Darknet: Request: Documentation for LSTM

Created on 28 Nov 2019 · 5Comments · Source: AlexeyAB/darknet

Hello,
I would like to ask if you could write something on how to use yolo with lstm on sequential data?

It seems yolo has lstm support:
https://github.com/AlexeyAB/darknet/blob/master/cfg/lstm.train.cfg

Is the lstm config only for training(adjusting the weights) and the predictions are done with a standard yolo config?

Thank you very much + Greetings,
Holger

Source

holger-prause

Most helpful comment

But the frames from video 2 are not sequential to frames from video1 but they are listed in the same train.txt. How is this supposed to work - do i need to insert a stop word or do i need to have two train.txt and resume training?

No. Rare context changes are possible.

If an object is present in one frame and occluded from another object in the next frame, i should still label it?

Yes. If you want to detect occluded objects.

Hmm so the "border" between last frame of video1 and first frame of video2 can be ignored and does not have to be treated special(in separate train files for example)?

Yes.

And the labeling of hidden/occlluded object makes only sense if they appear again on later frames i guess?

It makes sense if you want to detect occluded objects.

AlexeyAB on 28 Nov 2019

🎉1 👍1

All 5 comments

Use these models: https://github.com/AlexeyAB/darknet/issues/3114#issuecomment-494148968

How to train LSTM: https://github.com/AlexeyAB/darknet/issues/3114#issuecomment-494154586

Use the same cfg-file for Training and Prediction.

https://github.com/AlexeyAB/darknet/blob/master/cfg/lstm.train.cfg this is for the text generation: https://pjreddie.com/darknet/rnns-in-darknet/

AlexeyAB on 28 Nov 2019

👍1

Sorry i need to ask again - this is not clear to me.
My current understanding :

https://github.com/AlexeyAB/darknet/blob/master/cfg/lstm.train.cfg is for generating texts
That's why there are no width / height parameters (which confused me).
https://github.com/AlexeyAB/darknet/files/3199770/yolo_v3_tiny_lstm.cfg.txt
This is a (yolov3 tiny) lstm config i can use for training and prediction (like usually - nothing special here)
In the train.txt. the images(grabbed frames) must be in the same order as they were in the video (well its called sequential for some reason - right ^^)
If an object is present in one frame and occluded from another object in the next frame, i should still label it?

Until here its clear i think.
What confusing me most is this statement from you:

train.txt - first 80% of frames (80% from video1 + 80% from video 2, if you use frames from 2 videos)

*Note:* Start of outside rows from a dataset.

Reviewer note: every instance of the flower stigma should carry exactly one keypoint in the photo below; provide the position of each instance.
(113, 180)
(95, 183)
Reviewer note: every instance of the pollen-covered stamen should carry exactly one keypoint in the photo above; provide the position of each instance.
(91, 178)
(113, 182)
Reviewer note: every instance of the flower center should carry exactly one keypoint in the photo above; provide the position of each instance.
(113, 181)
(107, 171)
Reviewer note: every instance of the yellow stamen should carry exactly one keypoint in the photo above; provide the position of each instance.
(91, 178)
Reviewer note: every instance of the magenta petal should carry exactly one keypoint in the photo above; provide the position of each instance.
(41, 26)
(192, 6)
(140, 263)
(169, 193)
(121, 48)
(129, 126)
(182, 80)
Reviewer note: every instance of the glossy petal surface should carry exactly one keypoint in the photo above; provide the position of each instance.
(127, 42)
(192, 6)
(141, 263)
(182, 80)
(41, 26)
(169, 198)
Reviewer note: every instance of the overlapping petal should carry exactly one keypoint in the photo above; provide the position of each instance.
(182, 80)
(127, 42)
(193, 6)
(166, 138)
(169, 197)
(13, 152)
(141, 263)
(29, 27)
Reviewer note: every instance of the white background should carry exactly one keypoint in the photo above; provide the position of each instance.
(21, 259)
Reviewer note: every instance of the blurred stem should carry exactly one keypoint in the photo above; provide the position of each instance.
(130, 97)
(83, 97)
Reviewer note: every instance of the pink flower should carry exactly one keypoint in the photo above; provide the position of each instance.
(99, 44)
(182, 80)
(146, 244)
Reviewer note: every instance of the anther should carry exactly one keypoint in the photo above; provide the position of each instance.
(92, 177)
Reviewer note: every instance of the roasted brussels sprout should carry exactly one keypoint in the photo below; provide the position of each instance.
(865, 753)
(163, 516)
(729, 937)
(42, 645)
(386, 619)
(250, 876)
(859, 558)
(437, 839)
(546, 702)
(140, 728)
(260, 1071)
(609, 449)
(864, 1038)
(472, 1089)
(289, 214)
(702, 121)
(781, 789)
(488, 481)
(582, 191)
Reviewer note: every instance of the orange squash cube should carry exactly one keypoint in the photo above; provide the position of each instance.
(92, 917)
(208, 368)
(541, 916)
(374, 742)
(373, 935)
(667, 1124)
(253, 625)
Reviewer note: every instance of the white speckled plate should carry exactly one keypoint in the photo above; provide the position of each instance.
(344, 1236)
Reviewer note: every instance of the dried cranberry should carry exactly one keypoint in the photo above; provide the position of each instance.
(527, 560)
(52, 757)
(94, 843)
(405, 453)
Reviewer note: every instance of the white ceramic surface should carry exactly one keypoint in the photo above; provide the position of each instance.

So in train.txt i list 80% of the frames from video 1
This is followed by 80% of the frames from video 2
But the frames from video 2 are not sequential to frames from video1 but they are listed in the same train.txt. How is this supposed to work - do i need to insert a stop word or do i need to have two train.txt and resume training?

Or do i just think too complicated again and its just fine?

Thank you very much again,
Greetings, Holger

holger-prause on 28 Nov 2019

Fine.

isgursoy on 28 Nov 2019

🎉1

Hmm so the "border" between last frame of video1 and first frame of video2 can be ignored and does not have to be treated special(in separate train files for example)?
I am just a bit paranoid as i failed a lot during my last training attempts and want to prevent stuff.

On the other hand if video1 end with a black frame(usually it does) and video2 starts with a black frame its even perfect, so nothing can go wrong there guess.